So it should not surprise me that watching the mesmerized faces of fifth-grade boys and girls from Farmin-Stidwell Elementary School in Sandpoint last spring would bring tears to my eyes. After all, Maestro Gary Sheldon and an outstanding ensemble of 14 regional classical musicians were playing the powerful first movement of Beethoven's Fifth Symphony as part of a special outreach concert brought to the school by the Festival at Sandpoint. Even teachers and the school principal, Ann Bagby, looked amazed.
Reaching more than 800 fifth-graders in Bonner and Boundary counties, including home-schooled students, the goal of the educational outreach program is to foster an interest in listening to and playing music as students advance into sixth-grade band or choir.
Verne Windham, director of the Spokane Youth Orchestra and classical music host on KPBX Spokane Public Radio, as well as one of the French horn players in the ensemble, provided some context for the music before the orchestra played.
"Beethoven took four notes and turned it into everything important he wanted to say with this music by having every individual in the orchestra say something important," Windham explained to the students, while musicians demonstrated with their instruments. When the oboe player stepped forward and said that she hadn't said everything she wanted to say, Windham invited her to continue playing. She blew a very long clear note, taking everyone's breath away.
With the proper context set, the ensemble performed the entire first movement of Beethoven's monumental composition built around those famous four notes: da-da-da-DA.
The students also learned something about music making from the perspective of soloists. Caitlin McSherry of Sandpoint played a portion of Beethoven's violin concerto. She is concertmaster with the Outreach Orchestra as well as with the Spokane Youth Orchestra and a superb violinist who attended the FAS Outreach Program in Sandpoint as a home-schooled student several years ago.
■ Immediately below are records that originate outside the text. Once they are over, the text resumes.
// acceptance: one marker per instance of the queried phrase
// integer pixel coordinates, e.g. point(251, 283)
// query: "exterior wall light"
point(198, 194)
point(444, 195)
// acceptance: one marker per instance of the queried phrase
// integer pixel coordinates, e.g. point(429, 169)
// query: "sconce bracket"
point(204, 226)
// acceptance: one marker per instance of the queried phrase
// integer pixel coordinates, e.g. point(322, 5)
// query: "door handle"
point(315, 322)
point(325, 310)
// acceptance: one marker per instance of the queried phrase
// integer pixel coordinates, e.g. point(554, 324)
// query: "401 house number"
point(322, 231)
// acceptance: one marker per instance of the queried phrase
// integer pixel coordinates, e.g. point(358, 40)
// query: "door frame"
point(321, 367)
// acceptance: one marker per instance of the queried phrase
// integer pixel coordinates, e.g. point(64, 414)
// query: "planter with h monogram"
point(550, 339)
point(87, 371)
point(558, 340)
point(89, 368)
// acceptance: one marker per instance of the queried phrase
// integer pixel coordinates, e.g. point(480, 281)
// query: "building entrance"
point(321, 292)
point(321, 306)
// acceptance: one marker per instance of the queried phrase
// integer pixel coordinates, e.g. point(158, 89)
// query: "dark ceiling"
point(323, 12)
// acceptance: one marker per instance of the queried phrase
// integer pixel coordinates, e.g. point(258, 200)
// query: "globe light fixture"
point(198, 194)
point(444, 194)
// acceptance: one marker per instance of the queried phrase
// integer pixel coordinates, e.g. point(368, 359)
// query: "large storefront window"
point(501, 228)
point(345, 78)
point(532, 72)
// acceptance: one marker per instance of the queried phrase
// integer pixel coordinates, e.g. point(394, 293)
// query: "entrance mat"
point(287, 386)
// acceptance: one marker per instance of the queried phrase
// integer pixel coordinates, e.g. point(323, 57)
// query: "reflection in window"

Of all the instruments in the orchestra, the Farmin-Stidwell fifth-graders especially seemed to enjoy the woodwinds, featuring Rhonda Bradetich on her solid-gold flute and smaller wooden piccolo, along with 16-year-old Jim Sandberg, a home-schooled student from the Spokane area and a very talented clarinetist and composer.
Sandberg also introduced the students to the concept of variations on a musical theme with several of his own orchestrations. Using Beethoven's "God Save the King," he involved every member of the ensemble. Students recognized it as America's version of the music, "My Country 'Tis of Thee"; but they likely never heard it played quite the way young Sandberg orchestrated it. He garnered huge smiles and enthusiastic applause when soloing with his lively clarinet while the string musicians plucked their instruments pizzicato behind him.
Sheldon also entertained several intelligent questions from the children about music-making and conducting, and could have answered several more had there been more time, but the class period was nearly over. So he concluded the concert by inviting six boys and girls to join the orchestra team on a variety of percussion instruments. They followed the conductor's lead perfectly playing the rhythm and beat while the orchestra played Beethoven's "Turkish March."
Tammy Belzer-Gunter, music teacher at Farmin-Stidwell, was elated. "Most of these kids only hear classical music through radio, TV or CD, and for them to be engaged in a live performance is so awesome," she said.
The Festival at Sandpoint hopes the students will share that awe with their parents and other family members, so that listening to classical music becomes a family affair. To encourage them, the Festival board members presented a voucher to each child redeemable for three free tickets and additional reduced-fare tickets to the Festival's August 14 Grand Finale Concert at Memorial Field along Lake Pend Oreille in Sandpoint. It will feature Sheldon conducting the Spokane Symphony Orchestra and, of course, Beethoven's remarkable Fifth Symphony.
Verne Windham wagers that these 50 minutes with Beethoven planted many musical seeds that will surely grow. "We have a multi-age orchestra -- and that includes kids who were sitting in these various schools eight years ago as fifth-graders who are now brilliant, young musicians in the Spokane Youth Orchestra or in college. So we have the complete continuum -- from listening to the music to making the music to becoming great artists -- all happening in one place."
As for me, coming full circle with the musical experience, it was like being a kid again.